Um, how does one say no to that?
This week's guest, Levi Stahl, is a man who wears many hats - like the one in his photo below. Editor, writer, promoter - that's a lot. I can relate to the guy. One hat involves reading a ton of Westlake novels, short stories and more. Could be worse, I think.
Scroll down for a candid, informative chat on all things Westlake with a dash of comics and more thrown in. Thanks to Levi for making time to do this. (Interview was edited for clarity, etc.)
Can you give the readers a brief Levi Stahl 101?
Pretty typical publishing/book person background: I came out of college with an English degree and no plan, but with the knowledge that I liked retail and was good at it--and, just as important, that I could support myself doing it. (Which was easier back in the mid-'90s, unquestionably.) So I started working in bookstores: a Books, Etc. in London for a while, then Great Expectations, a literary and scholarly store in Evanston, just north of Chicago. I learned a huge amount at that store about books, bookselling, and scholarly publishing, so when I decided it was time to think of something else, it's no surprise that scholarly publishing is where I looked. I was lucky enough to get in the door of the University of Chicago Press marketing department; sixteen years later, I'm happily still there. For the past four years, I've been the promotions director, overseeing about half our marketing department, including our publicists, and also getting to handle publicity for many of our top-tier general interest books. It's a great job for someone who likes talking about books: a big part of my job is, basically, trying to get people interested in what we're publishing, and genuine enthusiasm is key to making that work.

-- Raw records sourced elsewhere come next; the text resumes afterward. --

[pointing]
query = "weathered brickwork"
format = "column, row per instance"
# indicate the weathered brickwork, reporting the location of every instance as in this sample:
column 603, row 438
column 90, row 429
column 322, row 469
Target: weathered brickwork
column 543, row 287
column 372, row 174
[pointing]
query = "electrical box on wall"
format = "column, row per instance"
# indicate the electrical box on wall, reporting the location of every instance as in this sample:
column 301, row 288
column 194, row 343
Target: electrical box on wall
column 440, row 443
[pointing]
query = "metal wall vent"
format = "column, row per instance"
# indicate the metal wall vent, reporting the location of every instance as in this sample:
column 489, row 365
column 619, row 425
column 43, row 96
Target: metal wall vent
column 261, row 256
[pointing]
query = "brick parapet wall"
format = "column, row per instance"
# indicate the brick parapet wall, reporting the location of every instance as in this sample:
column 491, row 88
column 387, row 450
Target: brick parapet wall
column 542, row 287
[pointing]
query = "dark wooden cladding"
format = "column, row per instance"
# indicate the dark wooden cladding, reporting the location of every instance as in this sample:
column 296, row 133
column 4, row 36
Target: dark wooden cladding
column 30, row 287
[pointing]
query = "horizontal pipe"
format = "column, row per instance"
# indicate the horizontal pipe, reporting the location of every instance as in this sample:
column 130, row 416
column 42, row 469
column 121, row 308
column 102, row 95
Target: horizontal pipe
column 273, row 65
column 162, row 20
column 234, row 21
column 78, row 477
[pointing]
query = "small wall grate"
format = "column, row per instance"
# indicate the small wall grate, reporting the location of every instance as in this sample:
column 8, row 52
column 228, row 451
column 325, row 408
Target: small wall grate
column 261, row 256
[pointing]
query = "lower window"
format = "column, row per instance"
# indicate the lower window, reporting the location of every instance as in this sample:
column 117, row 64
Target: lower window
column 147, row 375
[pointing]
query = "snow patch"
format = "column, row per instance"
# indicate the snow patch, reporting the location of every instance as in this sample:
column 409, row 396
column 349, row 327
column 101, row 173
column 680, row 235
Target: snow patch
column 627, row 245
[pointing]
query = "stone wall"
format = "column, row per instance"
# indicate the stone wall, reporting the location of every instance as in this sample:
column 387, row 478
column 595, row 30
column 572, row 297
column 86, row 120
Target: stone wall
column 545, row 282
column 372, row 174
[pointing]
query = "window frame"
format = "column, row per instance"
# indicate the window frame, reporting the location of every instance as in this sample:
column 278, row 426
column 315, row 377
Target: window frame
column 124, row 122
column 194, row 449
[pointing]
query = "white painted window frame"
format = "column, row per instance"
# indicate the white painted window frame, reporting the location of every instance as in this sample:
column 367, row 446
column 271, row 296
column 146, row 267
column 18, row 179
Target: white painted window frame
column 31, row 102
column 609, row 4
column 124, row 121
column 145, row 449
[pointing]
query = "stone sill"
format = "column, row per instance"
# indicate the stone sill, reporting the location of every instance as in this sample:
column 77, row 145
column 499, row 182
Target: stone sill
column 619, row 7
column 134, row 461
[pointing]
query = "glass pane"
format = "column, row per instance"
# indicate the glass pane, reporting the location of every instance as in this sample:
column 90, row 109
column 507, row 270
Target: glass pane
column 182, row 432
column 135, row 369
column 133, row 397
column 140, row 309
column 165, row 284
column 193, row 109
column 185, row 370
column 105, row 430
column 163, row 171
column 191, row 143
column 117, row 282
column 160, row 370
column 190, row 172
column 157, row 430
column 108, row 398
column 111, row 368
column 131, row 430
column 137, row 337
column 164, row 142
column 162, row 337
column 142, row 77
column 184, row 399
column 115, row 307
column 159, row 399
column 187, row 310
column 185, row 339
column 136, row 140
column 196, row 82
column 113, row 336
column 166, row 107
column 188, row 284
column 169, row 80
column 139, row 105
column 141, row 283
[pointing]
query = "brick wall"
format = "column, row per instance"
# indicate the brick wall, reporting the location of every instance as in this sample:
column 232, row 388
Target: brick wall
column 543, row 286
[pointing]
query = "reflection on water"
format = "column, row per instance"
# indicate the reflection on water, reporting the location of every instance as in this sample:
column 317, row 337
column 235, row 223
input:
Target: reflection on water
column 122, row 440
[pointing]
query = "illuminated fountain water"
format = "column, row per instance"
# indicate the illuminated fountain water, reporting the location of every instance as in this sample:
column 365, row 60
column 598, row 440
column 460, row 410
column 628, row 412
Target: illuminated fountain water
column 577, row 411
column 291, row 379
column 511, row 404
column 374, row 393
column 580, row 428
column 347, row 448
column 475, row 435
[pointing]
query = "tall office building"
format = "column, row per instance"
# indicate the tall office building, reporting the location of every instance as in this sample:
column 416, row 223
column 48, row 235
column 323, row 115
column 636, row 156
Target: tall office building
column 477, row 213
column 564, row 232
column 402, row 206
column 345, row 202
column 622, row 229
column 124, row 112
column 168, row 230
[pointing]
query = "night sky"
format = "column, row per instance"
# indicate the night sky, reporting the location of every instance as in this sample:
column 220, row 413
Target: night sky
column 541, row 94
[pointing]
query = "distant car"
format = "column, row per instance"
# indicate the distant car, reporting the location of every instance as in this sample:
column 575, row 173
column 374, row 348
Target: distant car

When did you first discover the work of Donald Westlake? When did it begin to stick with you?
Like so many good things in the crime fiction world in the past decade-plus, this can be laid squarely at Charles Ardai's door: I read the Hard Case Crime edition of Lemons Never Lie, the best of Westlake's novels about heister Alan Grofield. I was really impressed--but for some reason I didn't make the jump to then reading the Parker books.
That took a few more years, but once I did, it stuck immediately: I was one of the few people in the office the day before Thanksgiving in 2007, and, wandering around 57th Street Books on my lunch hour, I picked up Ask the Parrot, which would end up being the penultimate Parker novel. Since the holiday was impending and nothing was happening in the media or publishing world, I started reading it at my desk. Two hours later, when my wife came by to pick me up for the 300-mile drive to my parents' house, I had to renege on my promise to do the first driving shift: I had to finish that book first.
By Christmas, I'd snatched up a bunch of used copies of other Parker books and had started making the case to colleagues at Chicago that we should look into bringing the series back into print. By July, we had the first three on bookstore shelves and were getting grateful review attention.
What can you tell us about The Getaway Car, your recent nonfiction Westlake collection, and the upcoming The Legendary Detective?
The Getaway Car originated in the simple fact that working on the Parker books at Chicago led me deeper into Westlake's work, and also introduced me to a bunch of fans, and writers, who loved his work and were influenced by it. Ethan Iverson's annotated bibliography made me want to read all the rest of Westlake's books, while Trent Reynolds's Violent World of Parker introduced me to Westlake's extended analysis of the history of the fictional private eye, The Private Dicks. That essay--originally delivered as a talk at the Smithsonian--was so interesting, opinionated, and thoughtful that I began to wonder if there might be more like it out there, more examples of Westlake writing in his own voice, offering not the opinions of his various heisters and killers and ne'erdowells, but of himself.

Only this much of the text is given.